For the five million citizens whose status is most directly affected by Brexit, the Costa amendment in the House of Commons last week asking for the ring-fencing of their rights was an enormous victory. Through intensive lobbying, the3million and British in Europe received the unanimous backing of the UK Parliament to push for legally guaranteeing citizens’ rights in the event of a no deal. Now we are asking the EU27 to do the same.
While we are making this request now, we appreciate that ring-fencing can only be confirmed at the point where a no deal is the only option on the table, but before the Article 50 deadline. We clearly recognise that a settlement of all of the issues covered by the Withdrawal Agreement, particularly regarding Northern Ireland, must be the priority in the negotiations to reach a deal.
Tonight we did it. Through the solidarity of BritishinEurope and @the3million working together, we persuaded the UK Parliament to make the UK govt push for our rights to be ring fenced whatever the outcome of Brexit pic.twitter.com/cfzKpXIDmk
— British in Europe (@BritishInEurope) February 27, 2019
We are NOT asking for the Withdrawal Agreement to be reopened. What we are asking for is that rather than No Deal the parties confirm the one part of the Agreement which is not controversial and which is not a quid pro quo for anything that is.

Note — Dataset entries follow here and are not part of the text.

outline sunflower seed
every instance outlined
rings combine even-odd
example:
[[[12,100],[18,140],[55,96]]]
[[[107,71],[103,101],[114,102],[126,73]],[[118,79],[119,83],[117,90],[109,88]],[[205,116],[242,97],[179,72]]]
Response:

So we are asking for the citizens’ rights part of the Withdrawal Agreement to be confirmed under Article 50 as a residual Withdrawal Agreement, i.e. a rump agreement if everything else fails, between the EU and the UK, which would have the force of international law. Let’s remember that both sides agreed from the start that people should be the first priority in the negotiations.
The protection provided for citizens under the Withdrawal Agreement is better than any unilateral guarantees that the UK and the EU 27 can make because key areas, like healthcare and pensions, have to be agreed bilaterally between the EU and UK. So this painstakingly negotiated agreement should not simply fall away in the case of no deal. Legally this can be done if there is the political will, but it would require the European Council to change its original Negotiating Guidelines.
In its 2017 negotiating directives, the EU clearly expressed its desire for the citizens affected by Brexit to ‘continue to live as they are doing today for the whole of their lives’. The Withdrawal Agreement does not do that fully for either EU 27 citizens in the UK or Britons in the EU-27, but we are clear that it is far better than any no deal contingency plan and it does provide legal certainty. That is what citizens desperately need after nearly three years in limbo as we teeter on the brink of a cliff edge.